Media outlets are considered good when they reveal something that another outlets didn't reveal. Divulging hard to get information or drawing complicated connections which media consumers then use to make what they feel are better decisions expands an outlet's market.  News organizations seem to have overlooked this important point.  Print media is dying because they aren't providing their readers with information which couldn't be easily retrived in a google news search.  Television media is degrading because, in order to maintain ratings and advertising revenue, the decision has been made to trade information quality for entertainment value.   The unfortunate detail is if any business in either of these mediums had been able to use actual journalism to break either the Bernard Madhoff story or the subprime mortgage story three years ago they would have secured their market at worst and saved the economy at best.  In choosing to concede their independence and power to generate change, old media sources have chosen to become irrelevant.  

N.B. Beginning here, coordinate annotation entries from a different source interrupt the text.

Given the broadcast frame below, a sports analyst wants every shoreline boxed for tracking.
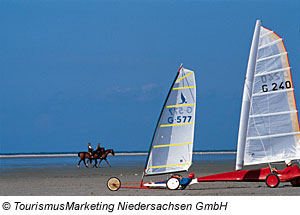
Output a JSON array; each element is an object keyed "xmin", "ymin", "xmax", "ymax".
[{"xmin": 0, "ymin": 151, "xmax": 236, "ymax": 159}]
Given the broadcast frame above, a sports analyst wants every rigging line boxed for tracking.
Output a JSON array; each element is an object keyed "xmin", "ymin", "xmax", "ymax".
[{"xmin": 183, "ymin": 69, "xmax": 196, "ymax": 102}]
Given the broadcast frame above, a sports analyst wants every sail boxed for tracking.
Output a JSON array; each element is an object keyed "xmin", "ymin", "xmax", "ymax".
[
  {"xmin": 237, "ymin": 19, "xmax": 300, "ymax": 169},
  {"xmin": 144, "ymin": 67, "xmax": 196, "ymax": 175}
]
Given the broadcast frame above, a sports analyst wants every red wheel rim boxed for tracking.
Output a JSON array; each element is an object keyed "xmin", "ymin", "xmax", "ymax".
[{"xmin": 267, "ymin": 175, "xmax": 278, "ymax": 187}]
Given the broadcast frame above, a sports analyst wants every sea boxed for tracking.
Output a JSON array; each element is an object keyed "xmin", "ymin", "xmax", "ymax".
[{"xmin": 0, "ymin": 151, "xmax": 236, "ymax": 172}]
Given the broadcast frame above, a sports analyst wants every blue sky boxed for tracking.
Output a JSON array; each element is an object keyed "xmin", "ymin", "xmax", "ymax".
[{"xmin": 0, "ymin": 0, "xmax": 300, "ymax": 153}]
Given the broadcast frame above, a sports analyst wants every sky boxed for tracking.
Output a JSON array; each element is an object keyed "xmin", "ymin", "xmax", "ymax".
[{"xmin": 0, "ymin": 0, "xmax": 300, "ymax": 153}]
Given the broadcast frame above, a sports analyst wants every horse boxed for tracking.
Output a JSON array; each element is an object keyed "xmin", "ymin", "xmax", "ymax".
[
  {"xmin": 77, "ymin": 148, "xmax": 105, "ymax": 168},
  {"xmin": 77, "ymin": 148, "xmax": 115, "ymax": 168},
  {"xmin": 96, "ymin": 149, "xmax": 115, "ymax": 167}
]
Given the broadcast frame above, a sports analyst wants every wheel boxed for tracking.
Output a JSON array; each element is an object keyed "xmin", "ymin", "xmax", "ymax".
[
  {"xmin": 266, "ymin": 173, "xmax": 280, "ymax": 188},
  {"xmin": 167, "ymin": 178, "xmax": 180, "ymax": 190},
  {"xmin": 106, "ymin": 177, "xmax": 121, "ymax": 191},
  {"xmin": 291, "ymin": 179, "xmax": 300, "ymax": 187}
]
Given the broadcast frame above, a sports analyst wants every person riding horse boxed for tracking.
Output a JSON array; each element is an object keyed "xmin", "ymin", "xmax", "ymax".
[{"xmin": 88, "ymin": 143, "xmax": 94, "ymax": 157}]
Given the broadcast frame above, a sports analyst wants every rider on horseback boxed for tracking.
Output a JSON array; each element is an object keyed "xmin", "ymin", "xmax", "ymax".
[{"xmin": 88, "ymin": 143, "xmax": 94, "ymax": 157}]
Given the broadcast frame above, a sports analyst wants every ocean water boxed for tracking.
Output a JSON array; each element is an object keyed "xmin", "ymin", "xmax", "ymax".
[{"xmin": 0, "ymin": 154, "xmax": 235, "ymax": 171}]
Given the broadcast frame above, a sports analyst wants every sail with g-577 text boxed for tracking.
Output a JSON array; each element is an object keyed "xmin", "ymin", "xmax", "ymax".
[{"xmin": 144, "ymin": 67, "xmax": 196, "ymax": 175}]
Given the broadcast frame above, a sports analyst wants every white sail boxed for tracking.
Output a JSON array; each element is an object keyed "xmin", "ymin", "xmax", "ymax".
[
  {"xmin": 237, "ymin": 19, "xmax": 300, "ymax": 169},
  {"xmin": 144, "ymin": 68, "xmax": 196, "ymax": 175}
]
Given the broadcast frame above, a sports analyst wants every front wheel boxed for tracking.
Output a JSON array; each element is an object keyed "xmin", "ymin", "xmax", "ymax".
[
  {"xmin": 167, "ymin": 178, "xmax": 180, "ymax": 190},
  {"xmin": 266, "ymin": 173, "xmax": 280, "ymax": 188},
  {"xmin": 291, "ymin": 178, "xmax": 300, "ymax": 187},
  {"xmin": 106, "ymin": 177, "xmax": 121, "ymax": 191}
]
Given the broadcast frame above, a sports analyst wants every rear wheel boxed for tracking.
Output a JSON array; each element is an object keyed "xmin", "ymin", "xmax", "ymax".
[
  {"xmin": 266, "ymin": 173, "xmax": 280, "ymax": 188},
  {"xmin": 167, "ymin": 178, "xmax": 180, "ymax": 190},
  {"xmin": 106, "ymin": 177, "xmax": 121, "ymax": 191},
  {"xmin": 291, "ymin": 178, "xmax": 300, "ymax": 187}
]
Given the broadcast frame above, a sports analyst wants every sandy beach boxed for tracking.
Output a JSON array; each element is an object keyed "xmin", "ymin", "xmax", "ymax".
[{"xmin": 0, "ymin": 155, "xmax": 300, "ymax": 196}]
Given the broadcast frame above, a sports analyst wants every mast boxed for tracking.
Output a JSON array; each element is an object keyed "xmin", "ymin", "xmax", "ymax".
[
  {"xmin": 235, "ymin": 20, "xmax": 261, "ymax": 170},
  {"xmin": 141, "ymin": 64, "xmax": 183, "ymax": 186}
]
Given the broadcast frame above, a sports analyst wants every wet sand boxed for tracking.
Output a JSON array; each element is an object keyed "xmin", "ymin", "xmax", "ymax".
[{"xmin": 0, "ymin": 161, "xmax": 300, "ymax": 196}]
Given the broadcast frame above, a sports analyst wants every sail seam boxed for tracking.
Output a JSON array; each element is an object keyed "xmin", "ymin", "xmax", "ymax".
[
  {"xmin": 259, "ymin": 31, "xmax": 273, "ymax": 39},
  {"xmin": 149, "ymin": 163, "xmax": 191, "ymax": 169},
  {"xmin": 258, "ymin": 38, "xmax": 282, "ymax": 49},
  {"xmin": 159, "ymin": 122, "xmax": 194, "ymax": 127},
  {"xmin": 247, "ymin": 132, "xmax": 300, "ymax": 140},
  {"xmin": 153, "ymin": 143, "xmax": 193, "ymax": 148},
  {"xmin": 252, "ymin": 88, "xmax": 294, "ymax": 96},
  {"xmin": 249, "ymin": 110, "xmax": 298, "ymax": 118},
  {"xmin": 256, "ymin": 52, "xmax": 287, "ymax": 62},
  {"xmin": 166, "ymin": 104, "xmax": 196, "ymax": 108},
  {"xmin": 176, "ymin": 72, "xmax": 194, "ymax": 83},
  {"xmin": 254, "ymin": 67, "xmax": 291, "ymax": 77},
  {"xmin": 173, "ymin": 86, "xmax": 196, "ymax": 90}
]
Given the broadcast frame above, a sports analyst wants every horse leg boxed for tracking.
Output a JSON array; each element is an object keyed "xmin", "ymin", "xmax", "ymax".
[
  {"xmin": 77, "ymin": 159, "xmax": 82, "ymax": 168},
  {"xmin": 104, "ymin": 159, "xmax": 111, "ymax": 167},
  {"xmin": 98, "ymin": 158, "xmax": 103, "ymax": 168},
  {"xmin": 94, "ymin": 158, "xmax": 98, "ymax": 168},
  {"xmin": 83, "ymin": 159, "xmax": 89, "ymax": 168}
]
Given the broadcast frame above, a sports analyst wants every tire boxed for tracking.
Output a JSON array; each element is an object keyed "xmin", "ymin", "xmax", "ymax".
[
  {"xmin": 167, "ymin": 178, "xmax": 180, "ymax": 190},
  {"xmin": 106, "ymin": 177, "xmax": 121, "ymax": 191},
  {"xmin": 291, "ymin": 179, "xmax": 300, "ymax": 187},
  {"xmin": 265, "ymin": 173, "xmax": 280, "ymax": 188}
]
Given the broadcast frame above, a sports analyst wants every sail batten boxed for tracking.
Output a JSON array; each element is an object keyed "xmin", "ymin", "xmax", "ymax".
[
  {"xmin": 247, "ymin": 131, "xmax": 300, "ymax": 140},
  {"xmin": 254, "ymin": 67, "xmax": 291, "ymax": 77},
  {"xmin": 249, "ymin": 110, "xmax": 298, "ymax": 117},
  {"xmin": 256, "ymin": 52, "xmax": 287, "ymax": 62},
  {"xmin": 258, "ymin": 38, "xmax": 282, "ymax": 49},
  {"xmin": 252, "ymin": 88, "xmax": 294, "ymax": 96},
  {"xmin": 236, "ymin": 20, "xmax": 300, "ymax": 170},
  {"xmin": 144, "ymin": 68, "xmax": 196, "ymax": 176}
]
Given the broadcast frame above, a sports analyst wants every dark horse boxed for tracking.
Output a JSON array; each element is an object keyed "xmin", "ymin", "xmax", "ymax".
[{"xmin": 77, "ymin": 148, "xmax": 115, "ymax": 168}]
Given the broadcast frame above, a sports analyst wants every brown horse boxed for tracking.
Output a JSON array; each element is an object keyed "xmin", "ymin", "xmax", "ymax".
[
  {"xmin": 77, "ymin": 148, "xmax": 115, "ymax": 168},
  {"xmin": 95, "ymin": 149, "xmax": 115, "ymax": 167},
  {"xmin": 77, "ymin": 148, "xmax": 105, "ymax": 168}
]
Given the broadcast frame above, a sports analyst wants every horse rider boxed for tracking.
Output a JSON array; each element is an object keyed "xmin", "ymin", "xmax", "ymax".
[
  {"xmin": 96, "ymin": 143, "xmax": 101, "ymax": 151},
  {"xmin": 88, "ymin": 143, "xmax": 93, "ymax": 157}
]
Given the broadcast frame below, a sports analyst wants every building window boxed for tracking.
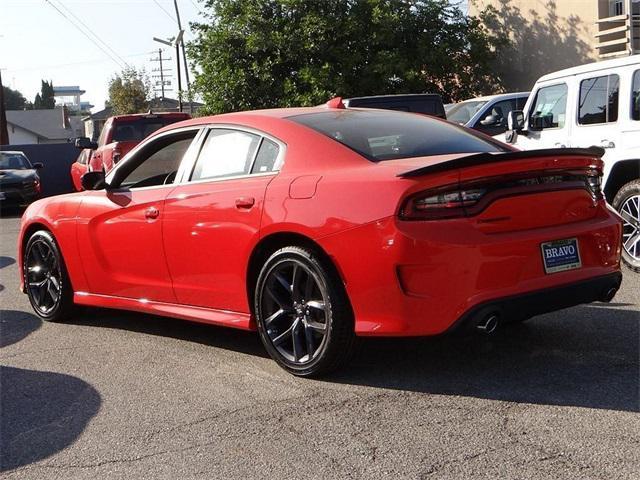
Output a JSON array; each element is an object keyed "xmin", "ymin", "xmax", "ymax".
[
  {"xmin": 578, "ymin": 75, "xmax": 620, "ymax": 125},
  {"xmin": 631, "ymin": 70, "xmax": 640, "ymax": 120},
  {"xmin": 609, "ymin": 0, "xmax": 624, "ymax": 17}
]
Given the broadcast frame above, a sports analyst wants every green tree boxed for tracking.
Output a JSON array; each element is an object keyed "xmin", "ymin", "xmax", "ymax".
[
  {"xmin": 108, "ymin": 67, "xmax": 151, "ymax": 115},
  {"xmin": 188, "ymin": 0, "xmax": 507, "ymax": 113},
  {"xmin": 33, "ymin": 80, "xmax": 56, "ymax": 110},
  {"xmin": 2, "ymin": 86, "xmax": 29, "ymax": 110}
]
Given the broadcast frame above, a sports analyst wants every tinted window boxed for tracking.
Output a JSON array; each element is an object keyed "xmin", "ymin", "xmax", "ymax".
[
  {"xmin": 116, "ymin": 131, "xmax": 196, "ymax": 188},
  {"xmin": 631, "ymin": 70, "xmax": 640, "ymax": 120},
  {"xmin": 289, "ymin": 110, "xmax": 502, "ymax": 161},
  {"xmin": 111, "ymin": 117, "xmax": 183, "ymax": 142},
  {"xmin": 251, "ymin": 138, "xmax": 280, "ymax": 173},
  {"xmin": 191, "ymin": 129, "xmax": 260, "ymax": 180},
  {"xmin": 529, "ymin": 83, "xmax": 567, "ymax": 129},
  {"xmin": 475, "ymin": 100, "xmax": 515, "ymax": 128},
  {"xmin": 578, "ymin": 75, "xmax": 620, "ymax": 125},
  {"xmin": 0, "ymin": 152, "xmax": 32, "ymax": 170},
  {"xmin": 516, "ymin": 97, "xmax": 528, "ymax": 110},
  {"xmin": 447, "ymin": 100, "xmax": 487, "ymax": 125}
]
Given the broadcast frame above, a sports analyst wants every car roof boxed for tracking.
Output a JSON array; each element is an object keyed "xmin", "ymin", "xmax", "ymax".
[
  {"xmin": 0, "ymin": 150, "xmax": 26, "ymax": 157},
  {"xmin": 111, "ymin": 111, "xmax": 189, "ymax": 121},
  {"xmin": 538, "ymin": 55, "xmax": 640, "ymax": 82},
  {"xmin": 464, "ymin": 92, "xmax": 531, "ymax": 102}
]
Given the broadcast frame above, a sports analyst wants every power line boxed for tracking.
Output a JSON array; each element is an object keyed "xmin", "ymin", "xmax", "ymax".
[
  {"xmin": 153, "ymin": 0, "xmax": 178, "ymax": 23},
  {"xmin": 44, "ymin": 0, "xmax": 126, "ymax": 68},
  {"xmin": 58, "ymin": 0, "xmax": 129, "ymax": 67},
  {"xmin": 3, "ymin": 50, "xmax": 156, "ymax": 72}
]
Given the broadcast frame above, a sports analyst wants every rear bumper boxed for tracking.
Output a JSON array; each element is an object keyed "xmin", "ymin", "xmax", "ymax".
[
  {"xmin": 449, "ymin": 272, "xmax": 622, "ymax": 332},
  {"xmin": 318, "ymin": 206, "xmax": 621, "ymax": 336}
]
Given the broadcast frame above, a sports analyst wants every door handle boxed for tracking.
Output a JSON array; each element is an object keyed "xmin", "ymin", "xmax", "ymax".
[
  {"xmin": 144, "ymin": 207, "xmax": 160, "ymax": 219},
  {"xmin": 236, "ymin": 197, "xmax": 256, "ymax": 209}
]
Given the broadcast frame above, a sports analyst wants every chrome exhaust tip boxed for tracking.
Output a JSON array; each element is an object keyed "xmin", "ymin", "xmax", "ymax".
[
  {"xmin": 476, "ymin": 313, "xmax": 500, "ymax": 335},
  {"xmin": 601, "ymin": 287, "xmax": 618, "ymax": 303}
]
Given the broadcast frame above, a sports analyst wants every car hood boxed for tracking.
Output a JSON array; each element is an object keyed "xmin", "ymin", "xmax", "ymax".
[{"xmin": 0, "ymin": 169, "xmax": 38, "ymax": 185}]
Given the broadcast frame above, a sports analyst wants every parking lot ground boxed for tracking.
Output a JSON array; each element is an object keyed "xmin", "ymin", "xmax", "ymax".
[{"xmin": 0, "ymin": 215, "xmax": 640, "ymax": 480}]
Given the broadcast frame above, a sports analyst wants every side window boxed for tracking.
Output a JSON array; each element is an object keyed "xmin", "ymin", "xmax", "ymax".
[
  {"xmin": 98, "ymin": 120, "xmax": 112, "ymax": 147},
  {"xmin": 631, "ymin": 70, "xmax": 640, "ymax": 120},
  {"xmin": 529, "ymin": 83, "xmax": 568, "ymax": 130},
  {"xmin": 116, "ymin": 130, "xmax": 196, "ymax": 188},
  {"xmin": 191, "ymin": 129, "xmax": 261, "ymax": 181},
  {"xmin": 251, "ymin": 138, "xmax": 280, "ymax": 173},
  {"xmin": 578, "ymin": 75, "xmax": 620, "ymax": 125},
  {"xmin": 476, "ymin": 100, "xmax": 515, "ymax": 127}
]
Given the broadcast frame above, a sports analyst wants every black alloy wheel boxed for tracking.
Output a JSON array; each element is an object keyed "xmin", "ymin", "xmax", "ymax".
[
  {"xmin": 23, "ymin": 230, "xmax": 73, "ymax": 321},
  {"xmin": 613, "ymin": 180, "xmax": 640, "ymax": 272},
  {"xmin": 254, "ymin": 247, "xmax": 354, "ymax": 376}
]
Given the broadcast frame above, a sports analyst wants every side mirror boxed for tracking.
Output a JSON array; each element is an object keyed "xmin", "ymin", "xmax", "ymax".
[
  {"xmin": 75, "ymin": 137, "xmax": 98, "ymax": 150},
  {"xmin": 80, "ymin": 170, "xmax": 107, "ymax": 190},
  {"xmin": 480, "ymin": 115, "xmax": 500, "ymax": 127},
  {"xmin": 507, "ymin": 110, "xmax": 524, "ymax": 132}
]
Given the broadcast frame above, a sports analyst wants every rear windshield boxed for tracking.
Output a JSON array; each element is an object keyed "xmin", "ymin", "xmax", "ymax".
[
  {"xmin": 112, "ymin": 117, "xmax": 184, "ymax": 142},
  {"xmin": 288, "ymin": 109, "xmax": 506, "ymax": 162}
]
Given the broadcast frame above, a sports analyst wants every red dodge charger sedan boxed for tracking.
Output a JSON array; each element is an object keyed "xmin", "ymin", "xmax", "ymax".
[{"xmin": 18, "ymin": 101, "xmax": 621, "ymax": 376}]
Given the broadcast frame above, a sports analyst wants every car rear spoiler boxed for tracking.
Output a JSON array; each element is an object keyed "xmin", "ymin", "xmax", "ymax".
[{"xmin": 397, "ymin": 147, "xmax": 605, "ymax": 178}]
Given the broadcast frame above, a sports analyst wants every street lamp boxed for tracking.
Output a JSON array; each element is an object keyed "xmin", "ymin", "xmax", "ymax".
[{"xmin": 153, "ymin": 30, "xmax": 184, "ymax": 111}]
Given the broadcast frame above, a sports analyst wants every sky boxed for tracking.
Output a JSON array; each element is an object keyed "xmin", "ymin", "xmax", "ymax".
[
  {"xmin": 0, "ymin": 0, "xmax": 466, "ymax": 112},
  {"xmin": 0, "ymin": 0, "xmax": 203, "ymax": 112}
]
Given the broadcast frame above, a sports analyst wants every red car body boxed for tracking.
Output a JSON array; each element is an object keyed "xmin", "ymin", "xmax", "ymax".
[
  {"xmin": 18, "ymin": 107, "xmax": 621, "ymax": 376},
  {"xmin": 71, "ymin": 112, "xmax": 191, "ymax": 192}
]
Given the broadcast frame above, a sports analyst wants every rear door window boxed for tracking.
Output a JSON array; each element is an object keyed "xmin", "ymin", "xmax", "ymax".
[
  {"xmin": 529, "ymin": 83, "xmax": 568, "ymax": 130},
  {"xmin": 191, "ymin": 128, "xmax": 261, "ymax": 181},
  {"xmin": 578, "ymin": 75, "xmax": 620, "ymax": 125}
]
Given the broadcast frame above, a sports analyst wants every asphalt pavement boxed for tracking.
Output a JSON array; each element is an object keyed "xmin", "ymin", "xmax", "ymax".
[{"xmin": 0, "ymin": 215, "xmax": 640, "ymax": 480}]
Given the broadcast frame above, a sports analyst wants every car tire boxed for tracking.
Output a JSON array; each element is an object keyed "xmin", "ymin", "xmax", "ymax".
[
  {"xmin": 254, "ymin": 246, "xmax": 355, "ymax": 377},
  {"xmin": 613, "ymin": 180, "xmax": 640, "ymax": 272},
  {"xmin": 22, "ymin": 230, "xmax": 75, "ymax": 322}
]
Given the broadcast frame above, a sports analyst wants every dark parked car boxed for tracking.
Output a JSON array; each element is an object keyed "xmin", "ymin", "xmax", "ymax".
[
  {"xmin": 343, "ymin": 93, "xmax": 447, "ymax": 119},
  {"xmin": 0, "ymin": 152, "xmax": 42, "ymax": 206}
]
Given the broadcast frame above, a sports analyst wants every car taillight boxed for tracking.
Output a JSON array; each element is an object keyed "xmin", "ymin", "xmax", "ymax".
[
  {"xmin": 400, "ymin": 169, "xmax": 604, "ymax": 220},
  {"xmin": 400, "ymin": 187, "xmax": 487, "ymax": 220}
]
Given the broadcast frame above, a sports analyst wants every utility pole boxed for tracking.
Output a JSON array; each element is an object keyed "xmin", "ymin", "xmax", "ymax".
[
  {"xmin": 173, "ymin": 0, "xmax": 193, "ymax": 114},
  {"xmin": 150, "ymin": 48, "xmax": 171, "ymax": 98},
  {"xmin": 0, "ymin": 69, "xmax": 9, "ymax": 145},
  {"xmin": 153, "ymin": 34, "xmax": 184, "ymax": 112}
]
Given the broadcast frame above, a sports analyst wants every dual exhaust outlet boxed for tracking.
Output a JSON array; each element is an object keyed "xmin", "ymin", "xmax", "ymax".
[{"xmin": 471, "ymin": 287, "xmax": 619, "ymax": 335}]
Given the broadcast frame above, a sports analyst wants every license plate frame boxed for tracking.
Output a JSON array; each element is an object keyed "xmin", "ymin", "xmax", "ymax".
[{"xmin": 540, "ymin": 238, "xmax": 582, "ymax": 274}]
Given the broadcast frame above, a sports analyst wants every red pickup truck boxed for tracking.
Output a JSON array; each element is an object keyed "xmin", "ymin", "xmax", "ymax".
[{"xmin": 71, "ymin": 112, "xmax": 191, "ymax": 191}]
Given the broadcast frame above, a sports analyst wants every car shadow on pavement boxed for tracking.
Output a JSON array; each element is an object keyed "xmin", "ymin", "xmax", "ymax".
[
  {"xmin": 0, "ymin": 255, "xmax": 16, "ymax": 268},
  {"xmin": 0, "ymin": 310, "xmax": 42, "ymax": 348},
  {"xmin": 65, "ymin": 308, "xmax": 268, "ymax": 358},
  {"xmin": 0, "ymin": 310, "xmax": 101, "ymax": 472},
  {"xmin": 326, "ymin": 304, "xmax": 640, "ymax": 412},
  {"xmin": 0, "ymin": 367, "xmax": 101, "ymax": 471}
]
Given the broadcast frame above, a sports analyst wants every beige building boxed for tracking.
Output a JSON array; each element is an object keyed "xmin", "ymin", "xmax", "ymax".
[{"xmin": 469, "ymin": 0, "xmax": 640, "ymax": 91}]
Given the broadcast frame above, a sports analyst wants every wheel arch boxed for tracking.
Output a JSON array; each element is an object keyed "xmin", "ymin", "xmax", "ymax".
[
  {"xmin": 604, "ymin": 158, "xmax": 640, "ymax": 204},
  {"xmin": 246, "ymin": 231, "xmax": 346, "ymax": 311}
]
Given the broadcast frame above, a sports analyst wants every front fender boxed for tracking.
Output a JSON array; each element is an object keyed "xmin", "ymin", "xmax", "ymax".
[{"xmin": 17, "ymin": 193, "xmax": 86, "ymax": 292}]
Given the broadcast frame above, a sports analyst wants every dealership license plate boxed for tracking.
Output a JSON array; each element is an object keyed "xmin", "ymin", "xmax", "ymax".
[{"xmin": 540, "ymin": 238, "xmax": 582, "ymax": 273}]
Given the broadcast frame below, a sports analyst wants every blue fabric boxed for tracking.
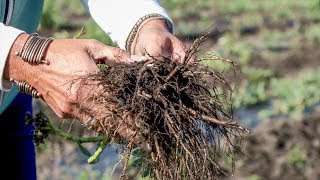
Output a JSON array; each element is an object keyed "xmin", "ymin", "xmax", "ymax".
[
  {"xmin": 0, "ymin": 93, "xmax": 37, "ymax": 180},
  {"xmin": 0, "ymin": 0, "xmax": 43, "ymax": 114}
]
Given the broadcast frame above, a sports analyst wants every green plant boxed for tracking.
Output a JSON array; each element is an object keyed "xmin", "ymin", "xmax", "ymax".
[{"xmin": 288, "ymin": 145, "xmax": 308, "ymax": 169}]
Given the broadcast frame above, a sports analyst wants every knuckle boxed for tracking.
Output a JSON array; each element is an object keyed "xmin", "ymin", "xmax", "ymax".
[
  {"xmin": 60, "ymin": 99, "xmax": 73, "ymax": 116},
  {"xmin": 88, "ymin": 39, "xmax": 101, "ymax": 47}
]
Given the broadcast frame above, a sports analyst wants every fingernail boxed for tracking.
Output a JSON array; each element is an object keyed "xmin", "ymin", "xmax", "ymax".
[
  {"xmin": 130, "ymin": 55, "xmax": 146, "ymax": 62},
  {"xmin": 172, "ymin": 53, "xmax": 180, "ymax": 61}
]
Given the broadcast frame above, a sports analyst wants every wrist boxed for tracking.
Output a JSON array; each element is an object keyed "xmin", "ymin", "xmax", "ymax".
[
  {"xmin": 126, "ymin": 14, "xmax": 173, "ymax": 54},
  {"xmin": 3, "ymin": 33, "xmax": 30, "ymax": 81}
]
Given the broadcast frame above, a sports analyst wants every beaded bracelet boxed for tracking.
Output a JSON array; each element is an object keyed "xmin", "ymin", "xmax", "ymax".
[
  {"xmin": 15, "ymin": 34, "xmax": 54, "ymax": 64},
  {"xmin": 125, "ymin": 13, "xmax": 173, "ymax": 51},
  {"xmin": 10, "ymin": 33, "xmax": 54, "ymax": 98}
]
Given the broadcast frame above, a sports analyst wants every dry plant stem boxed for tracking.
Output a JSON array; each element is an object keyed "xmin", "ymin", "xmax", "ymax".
[{"xmin": 87, "ymin": 138, "xmax": 109, "ymax": 164}]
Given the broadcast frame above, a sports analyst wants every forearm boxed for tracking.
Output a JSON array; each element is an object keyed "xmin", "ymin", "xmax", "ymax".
[
  {"xmin": 0, "ymin": 23, "xmax": 23, "ymax": 91},
  {"xmin": 82, "ymin": 0, "xmax": 173, "ymax": 49}
]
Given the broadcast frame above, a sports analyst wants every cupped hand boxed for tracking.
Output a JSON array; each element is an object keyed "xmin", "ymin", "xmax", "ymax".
[
  {"xmin": 4, "ymin": 34, "xmax": 139, "ymax": 140},
  {"xmin": 130, "ymin": 19, "xmax": 185, "ymax": 62}
]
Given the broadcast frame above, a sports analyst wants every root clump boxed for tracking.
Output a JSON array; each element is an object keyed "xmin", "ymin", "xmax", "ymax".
[{"xmin": 79, "ymin": 38, "xmax": 246, "ymax": 179}]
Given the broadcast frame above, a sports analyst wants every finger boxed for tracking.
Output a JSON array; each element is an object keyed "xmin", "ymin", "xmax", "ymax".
[
  {"xmin": 171, "ymin": 37, "xmax": 186, "ymax": 63},
  {"xmin": 88, "ymin": 41, "xmax": 143, "ymax": 64}
]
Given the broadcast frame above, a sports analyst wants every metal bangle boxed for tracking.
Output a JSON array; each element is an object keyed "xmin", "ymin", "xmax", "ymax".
[{"xmin": 125, "ymin": 13, "xmax": 173, "ymax": 51}]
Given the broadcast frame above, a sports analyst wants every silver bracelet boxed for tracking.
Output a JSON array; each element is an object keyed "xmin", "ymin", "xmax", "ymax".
[
  {"xmin": 125, "ymin": 13, "xmax": 173, "ymax": 51},
  {"xmin": 15, "ymin": 34, "xmax": 54, "ymax": 64},
  {"xmin": 10, "ymin": 78, "xmax": 41, "ymax": 99}
]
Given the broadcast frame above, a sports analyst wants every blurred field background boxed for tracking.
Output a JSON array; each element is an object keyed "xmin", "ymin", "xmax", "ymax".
[{"xmin": 35, "ymin": 0, "xmax": 320, "ymax": 180}]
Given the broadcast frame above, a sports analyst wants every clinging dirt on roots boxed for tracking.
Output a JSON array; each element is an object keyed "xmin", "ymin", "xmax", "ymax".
[{"xmin": 76, "ymin": 37, "xmax": 247, "ymax": 179}]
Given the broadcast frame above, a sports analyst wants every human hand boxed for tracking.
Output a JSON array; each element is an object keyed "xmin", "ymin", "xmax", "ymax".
[
  {"xmin": 4, "ymin": 34, "xmax": 139, "ymax": 137},
  {"xmin": 130, "ymin": 19, "xmax": 185, "ymax": 62}
]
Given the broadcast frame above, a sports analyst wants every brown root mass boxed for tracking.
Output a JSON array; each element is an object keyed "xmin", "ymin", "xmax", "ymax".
[{"xmin": 79, "ymin": 38, "xmax": 246, "ymax": 179}]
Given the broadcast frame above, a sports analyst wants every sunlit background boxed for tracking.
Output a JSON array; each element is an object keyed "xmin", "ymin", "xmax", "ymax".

This irrelevance, however, does not have to be a permanent one.  There are aspects to old media sources which print and television news have chosen not to use to their advantage.  One of these qualities is credibily.  No matter what anyone may say, an article in a newspaper or a television expose will always carry more weight than a similar story posted by an unaffiliated blogger on the internet.  Despite how complacent these organizations have become, they still have some of their reputations behind them, which they can use to push the really tough and complex stories.  If the New York Times had published the evidence of the Madhoff whistleblower the man would have been investigated right then and there.  Instead SEC, who had the evidence in their hands twice over the last decade, determined that an investigation wasn't worth their time.  Some of this can be accounted for as sloth, some as a lack of faith in the source of the evidence, but both would have been overcome with the pressure a large, reputable newspaper and its readership can provide.  Beyond being able to throw around their credibilty these information conduits have the advantage of focus.  The internet is full of information spread across more pages than an individual can read from more sources than an individual can put through a polygraph.  Old media styles have the ability to mine this data, combine it together, refine it, and present it in an accessible way.  This focus can give old media the ability to produce better quality news instead of competing with the internet's greater content of news.  By combining credibility and focus print and television media can generate stories which actually hold people to account for facts and events, not opinions and rumors, and in holding these people standards they can regain their relavance.  

The death of the newspaper makes me unbelievably sad.  The ironic part of this is I have never been a consistent patron of the newspaper.  Despite my lack of fiscal support I understand that print media has an important role in our society, as does television media.  Their downfall comes because they have not provided a unique product, but that is not to say that they cannot.  Returning their focus on important stories, being the first and the most correct, and revealing more in depth details than the copy and paste internet media sources would lead to a resurgence in the industry.  By returning to their roots these formats can provide a service that is more complex and powerful than any newsblogger.  In choosing to compete with the internet and the newswires these formats can reclaim their importance.  The alternative is the continued reporter firings and growing corruption these employees would have been able to uproot.